Custom Health Checks#
The ClusterWareAI ™ software ships with a set of default health checks. You can create additional health checks to match your cluster environment. For example, if you have specific hardware and want to track failures or if you commonly mount a directory in your compute nodes and want to validate the location, you can write checks specific to your needs.
At a high level, use the following steps to create a custom health check and add it to compute nodes:
Create a new health check using
cw-healthctl, the checks API, or the ClusterWareAI GUI.

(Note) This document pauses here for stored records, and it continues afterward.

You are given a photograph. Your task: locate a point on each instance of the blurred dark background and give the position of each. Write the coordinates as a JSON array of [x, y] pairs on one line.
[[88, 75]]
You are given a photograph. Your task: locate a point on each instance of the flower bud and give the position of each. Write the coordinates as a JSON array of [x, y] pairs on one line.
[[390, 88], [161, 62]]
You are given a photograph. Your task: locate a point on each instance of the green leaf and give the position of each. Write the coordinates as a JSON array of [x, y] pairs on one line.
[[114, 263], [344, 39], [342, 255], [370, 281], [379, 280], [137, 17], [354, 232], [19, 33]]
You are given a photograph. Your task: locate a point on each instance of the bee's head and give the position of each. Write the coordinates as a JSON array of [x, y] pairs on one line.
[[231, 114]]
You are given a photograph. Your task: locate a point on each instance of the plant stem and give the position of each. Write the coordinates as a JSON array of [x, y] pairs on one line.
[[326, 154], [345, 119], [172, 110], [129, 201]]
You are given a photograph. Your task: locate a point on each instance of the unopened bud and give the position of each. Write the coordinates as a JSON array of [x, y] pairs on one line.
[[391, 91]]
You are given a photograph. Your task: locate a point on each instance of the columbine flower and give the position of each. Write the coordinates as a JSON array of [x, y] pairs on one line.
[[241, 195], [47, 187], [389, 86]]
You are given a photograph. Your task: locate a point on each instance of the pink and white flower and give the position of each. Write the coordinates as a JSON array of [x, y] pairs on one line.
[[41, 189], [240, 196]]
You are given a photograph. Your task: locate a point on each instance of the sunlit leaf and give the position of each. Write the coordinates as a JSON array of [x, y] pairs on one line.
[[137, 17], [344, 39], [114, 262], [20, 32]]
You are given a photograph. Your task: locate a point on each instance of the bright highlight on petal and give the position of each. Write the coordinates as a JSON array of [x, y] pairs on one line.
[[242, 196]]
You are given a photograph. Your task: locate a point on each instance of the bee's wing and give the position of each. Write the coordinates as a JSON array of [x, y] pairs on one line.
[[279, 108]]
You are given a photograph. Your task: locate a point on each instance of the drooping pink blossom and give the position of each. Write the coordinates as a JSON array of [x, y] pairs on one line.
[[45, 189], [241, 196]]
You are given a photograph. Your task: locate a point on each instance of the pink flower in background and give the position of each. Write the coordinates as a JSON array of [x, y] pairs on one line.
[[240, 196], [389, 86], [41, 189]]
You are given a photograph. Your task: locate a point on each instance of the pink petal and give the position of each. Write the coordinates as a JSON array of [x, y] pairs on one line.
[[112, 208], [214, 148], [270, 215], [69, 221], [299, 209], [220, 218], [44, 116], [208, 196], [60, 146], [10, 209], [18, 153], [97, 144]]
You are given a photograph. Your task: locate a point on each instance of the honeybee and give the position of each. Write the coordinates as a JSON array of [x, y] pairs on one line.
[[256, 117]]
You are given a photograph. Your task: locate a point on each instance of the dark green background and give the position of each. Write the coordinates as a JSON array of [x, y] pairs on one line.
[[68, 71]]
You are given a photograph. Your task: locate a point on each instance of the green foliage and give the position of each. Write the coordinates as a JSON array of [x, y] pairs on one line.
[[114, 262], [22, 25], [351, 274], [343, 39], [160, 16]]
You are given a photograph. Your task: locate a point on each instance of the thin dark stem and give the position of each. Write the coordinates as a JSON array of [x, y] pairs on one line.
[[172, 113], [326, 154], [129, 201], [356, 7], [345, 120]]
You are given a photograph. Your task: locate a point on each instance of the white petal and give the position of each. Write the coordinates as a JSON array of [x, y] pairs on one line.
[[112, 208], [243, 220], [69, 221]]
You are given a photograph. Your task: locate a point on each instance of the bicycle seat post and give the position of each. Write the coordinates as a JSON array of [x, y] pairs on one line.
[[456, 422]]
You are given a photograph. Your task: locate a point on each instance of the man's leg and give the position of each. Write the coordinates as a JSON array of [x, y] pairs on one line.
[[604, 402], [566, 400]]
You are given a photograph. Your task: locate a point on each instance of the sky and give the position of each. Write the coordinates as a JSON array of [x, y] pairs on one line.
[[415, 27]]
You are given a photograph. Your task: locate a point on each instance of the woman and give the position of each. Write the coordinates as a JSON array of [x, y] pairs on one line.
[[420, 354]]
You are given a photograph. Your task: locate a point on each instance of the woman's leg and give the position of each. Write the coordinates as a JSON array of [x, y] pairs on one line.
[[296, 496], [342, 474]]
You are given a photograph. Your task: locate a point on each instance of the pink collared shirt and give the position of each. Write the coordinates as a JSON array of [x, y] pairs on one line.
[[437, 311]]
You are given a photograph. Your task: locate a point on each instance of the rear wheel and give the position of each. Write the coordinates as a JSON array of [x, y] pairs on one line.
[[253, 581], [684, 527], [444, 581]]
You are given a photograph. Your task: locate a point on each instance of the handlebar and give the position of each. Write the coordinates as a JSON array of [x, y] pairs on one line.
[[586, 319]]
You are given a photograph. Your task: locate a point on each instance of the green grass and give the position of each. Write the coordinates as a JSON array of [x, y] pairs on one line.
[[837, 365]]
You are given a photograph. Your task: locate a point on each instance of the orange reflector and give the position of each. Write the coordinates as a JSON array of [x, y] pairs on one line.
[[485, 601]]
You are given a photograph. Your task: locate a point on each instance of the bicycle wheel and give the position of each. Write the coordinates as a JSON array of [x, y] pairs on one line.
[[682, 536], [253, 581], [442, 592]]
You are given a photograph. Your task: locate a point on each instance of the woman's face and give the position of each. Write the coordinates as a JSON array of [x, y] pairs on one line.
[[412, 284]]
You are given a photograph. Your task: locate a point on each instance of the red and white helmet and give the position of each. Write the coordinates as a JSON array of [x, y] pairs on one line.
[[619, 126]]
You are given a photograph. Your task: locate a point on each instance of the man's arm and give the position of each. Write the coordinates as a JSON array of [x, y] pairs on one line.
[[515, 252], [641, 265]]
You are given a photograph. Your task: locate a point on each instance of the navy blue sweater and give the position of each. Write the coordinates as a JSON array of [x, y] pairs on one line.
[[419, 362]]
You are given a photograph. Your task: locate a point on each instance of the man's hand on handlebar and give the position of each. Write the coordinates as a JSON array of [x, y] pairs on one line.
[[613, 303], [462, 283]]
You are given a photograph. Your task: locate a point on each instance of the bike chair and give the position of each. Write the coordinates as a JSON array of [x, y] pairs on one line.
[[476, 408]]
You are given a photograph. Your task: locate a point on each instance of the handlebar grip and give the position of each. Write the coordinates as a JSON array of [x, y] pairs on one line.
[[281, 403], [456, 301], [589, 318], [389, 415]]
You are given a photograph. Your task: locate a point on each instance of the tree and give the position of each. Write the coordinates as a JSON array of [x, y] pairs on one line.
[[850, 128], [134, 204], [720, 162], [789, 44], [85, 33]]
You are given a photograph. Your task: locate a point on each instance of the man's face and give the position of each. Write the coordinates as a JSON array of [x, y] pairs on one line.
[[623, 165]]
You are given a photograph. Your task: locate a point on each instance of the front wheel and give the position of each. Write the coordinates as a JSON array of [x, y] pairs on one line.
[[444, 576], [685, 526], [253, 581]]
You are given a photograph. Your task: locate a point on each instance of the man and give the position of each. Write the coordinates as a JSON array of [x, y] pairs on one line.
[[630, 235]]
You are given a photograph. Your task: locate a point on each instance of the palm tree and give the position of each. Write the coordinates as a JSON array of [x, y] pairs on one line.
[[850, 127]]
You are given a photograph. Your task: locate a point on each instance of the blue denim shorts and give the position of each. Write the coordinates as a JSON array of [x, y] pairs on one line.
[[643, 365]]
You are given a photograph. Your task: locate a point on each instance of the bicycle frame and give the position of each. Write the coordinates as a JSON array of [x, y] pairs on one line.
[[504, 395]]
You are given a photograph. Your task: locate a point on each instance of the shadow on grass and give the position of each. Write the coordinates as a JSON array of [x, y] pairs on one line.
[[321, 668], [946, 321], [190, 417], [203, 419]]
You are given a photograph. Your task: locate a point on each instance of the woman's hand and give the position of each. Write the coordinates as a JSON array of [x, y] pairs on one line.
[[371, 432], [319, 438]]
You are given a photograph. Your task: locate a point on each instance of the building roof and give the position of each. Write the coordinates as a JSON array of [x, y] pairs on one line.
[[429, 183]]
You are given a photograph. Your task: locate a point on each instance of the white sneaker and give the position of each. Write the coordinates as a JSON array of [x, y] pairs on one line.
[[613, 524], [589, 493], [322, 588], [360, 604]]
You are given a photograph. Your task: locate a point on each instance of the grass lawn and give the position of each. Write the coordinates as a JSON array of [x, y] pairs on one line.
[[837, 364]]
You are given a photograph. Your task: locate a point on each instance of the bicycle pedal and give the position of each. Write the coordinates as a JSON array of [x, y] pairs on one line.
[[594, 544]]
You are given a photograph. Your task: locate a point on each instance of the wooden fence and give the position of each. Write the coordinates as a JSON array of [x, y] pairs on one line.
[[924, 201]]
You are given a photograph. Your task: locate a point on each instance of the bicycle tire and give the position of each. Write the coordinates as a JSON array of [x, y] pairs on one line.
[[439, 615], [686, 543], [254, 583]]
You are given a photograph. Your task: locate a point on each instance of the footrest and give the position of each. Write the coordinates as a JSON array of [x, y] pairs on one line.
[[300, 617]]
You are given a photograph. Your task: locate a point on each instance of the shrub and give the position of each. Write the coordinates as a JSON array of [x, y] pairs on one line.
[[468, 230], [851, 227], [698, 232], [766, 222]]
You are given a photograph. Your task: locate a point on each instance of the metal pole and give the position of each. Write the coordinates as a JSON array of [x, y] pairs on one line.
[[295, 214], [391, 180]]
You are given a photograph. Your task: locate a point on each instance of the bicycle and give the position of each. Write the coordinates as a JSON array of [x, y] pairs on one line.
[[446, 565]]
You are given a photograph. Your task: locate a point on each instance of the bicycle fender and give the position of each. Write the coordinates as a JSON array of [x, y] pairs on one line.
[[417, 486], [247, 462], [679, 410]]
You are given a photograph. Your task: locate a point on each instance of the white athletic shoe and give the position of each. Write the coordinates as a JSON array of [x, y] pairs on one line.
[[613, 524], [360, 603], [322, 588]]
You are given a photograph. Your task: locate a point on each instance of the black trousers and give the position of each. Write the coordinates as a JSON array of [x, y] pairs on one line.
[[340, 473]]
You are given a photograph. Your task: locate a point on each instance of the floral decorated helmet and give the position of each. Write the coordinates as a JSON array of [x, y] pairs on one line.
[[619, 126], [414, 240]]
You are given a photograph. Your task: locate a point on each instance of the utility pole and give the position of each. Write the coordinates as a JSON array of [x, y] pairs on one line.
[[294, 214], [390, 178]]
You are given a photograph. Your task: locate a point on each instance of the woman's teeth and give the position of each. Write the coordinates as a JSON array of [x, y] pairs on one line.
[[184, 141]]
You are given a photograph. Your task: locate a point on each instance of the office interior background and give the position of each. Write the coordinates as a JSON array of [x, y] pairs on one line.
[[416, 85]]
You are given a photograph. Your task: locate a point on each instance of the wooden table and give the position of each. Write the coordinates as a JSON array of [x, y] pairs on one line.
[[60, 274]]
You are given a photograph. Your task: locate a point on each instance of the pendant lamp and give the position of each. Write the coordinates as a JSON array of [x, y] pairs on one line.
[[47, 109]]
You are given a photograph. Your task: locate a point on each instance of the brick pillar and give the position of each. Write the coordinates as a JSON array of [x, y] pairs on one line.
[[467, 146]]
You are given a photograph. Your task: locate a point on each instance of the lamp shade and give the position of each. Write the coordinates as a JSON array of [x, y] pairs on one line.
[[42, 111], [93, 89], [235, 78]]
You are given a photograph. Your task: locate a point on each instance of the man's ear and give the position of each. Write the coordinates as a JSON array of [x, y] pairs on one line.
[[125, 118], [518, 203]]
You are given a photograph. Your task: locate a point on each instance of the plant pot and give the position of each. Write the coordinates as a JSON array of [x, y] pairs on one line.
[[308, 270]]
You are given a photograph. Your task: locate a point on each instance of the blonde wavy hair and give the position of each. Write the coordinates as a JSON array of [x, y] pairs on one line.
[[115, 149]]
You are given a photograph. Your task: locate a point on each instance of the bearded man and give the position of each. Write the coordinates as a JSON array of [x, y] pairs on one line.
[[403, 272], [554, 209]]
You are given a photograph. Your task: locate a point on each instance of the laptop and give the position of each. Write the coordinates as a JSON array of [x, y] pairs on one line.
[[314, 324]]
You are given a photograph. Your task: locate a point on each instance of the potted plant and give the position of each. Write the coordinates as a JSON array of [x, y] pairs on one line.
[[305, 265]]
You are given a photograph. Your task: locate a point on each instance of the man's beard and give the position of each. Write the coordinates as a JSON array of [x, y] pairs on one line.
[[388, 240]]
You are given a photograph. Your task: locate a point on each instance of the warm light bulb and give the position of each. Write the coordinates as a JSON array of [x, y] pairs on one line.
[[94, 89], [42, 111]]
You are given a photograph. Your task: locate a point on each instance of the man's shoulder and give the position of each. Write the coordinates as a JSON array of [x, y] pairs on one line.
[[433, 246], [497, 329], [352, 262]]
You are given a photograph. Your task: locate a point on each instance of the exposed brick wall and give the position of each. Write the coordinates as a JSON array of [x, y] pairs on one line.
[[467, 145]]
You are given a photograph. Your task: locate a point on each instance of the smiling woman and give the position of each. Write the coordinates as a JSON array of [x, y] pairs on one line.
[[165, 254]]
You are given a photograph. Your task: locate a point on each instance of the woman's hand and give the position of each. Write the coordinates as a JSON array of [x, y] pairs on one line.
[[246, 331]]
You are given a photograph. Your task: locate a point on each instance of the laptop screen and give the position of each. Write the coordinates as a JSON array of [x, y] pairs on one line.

Create Health Check Script#
A health check script must be an executable that can run on the target OS and that has an exit code that conforms to Nagios. See https://nagios-plugins.org/doc/guidelines.html for details.
Health check scripts are often shell scripts like Bash or Python, but compiled languages also work.
Add the Health Check Script to Compute Nodes#
After creating your health check script, add the script and any dependencies to the compute nodes that you want to run the script. There are a few options for adding the script and dependencies to the nodes:
Use
cw-modimgto modify an existing image and copy the health check script and any dependencies to a known location in the image. This option is useful if you want to use the same health check on multiple nodes and want the script and dependencies to be maintained after reboot. See the example below and Modifying Images for details.Use
cw-nodectl scpto copy the health check script to a known location on applicable compute nodes. This option is useful if you do not want to reboot the nodes to add the custom script. This option does not work for Kubernetes worker compute nodes running with the containerized ClusterWareAI node agent as they do not supportscp.Use an Ansible script to copy the health check script and dependencies to all applicable compute nodes. This option is useful if your script has library dependencies. See Using Ansible for details.
For example, to add a custom health check script and related dependencies to an existing image:
Modify the existing image with chroot:
cw-modimg -i nodeImage --chroot --overwrite --upload
Copy the custom health check script to a known location:
mkdir -p /health-checks cp /check/custom-check.py /health-checks
Install dependencies in the image:
dnf install python3.14
Exit the chroot. The image contents are automatically re-packed and replaced.
Reboot the compute nodes that use the image to apply the changes.
Create Health Check#
Create a new health check that references the absolute path to custom health
check script you added to the compute nodes. You can create the health check
using the checks API, cw-healthctl tool, or the ARS Policy Page in
the ClusterWareAI GUI.
For example, using a JSON file with the cw-healthctl tool:
Create a JSON file that references the absolute path to your health check script. For example:
{ "name": "CustomCheck", "command": "/health-checks/custom-check.py", "interval": 240, "timeout": 10, "labels": ["gpu"] }Within ClusterWareAI, create a health check:
cw-healthctl create --content=@customcheck.json
[Optional] Verify the health check details:
[admin@head0]$ cw-healthctl -i CustomCheck ls -l Health Checks CustomCheck command: /health-checks/custom-check.py interval: 240 labels: [gpu] name: CustomCheck timeout: 10
See Create Health Checks for additional examples.
Map Check to Compute Nodes#
Health checks are only run on assigned compute nodes (via label or health check name). If you used an existing label when creating the new check, the check is automatically run by nodes with the custom health check script in the specified location that already have the existing label assigned. You can map the check to additional compute nodes or, if you used a new label, add the label to nodes or an attribute group. See Add Health Checks to Nodes for details.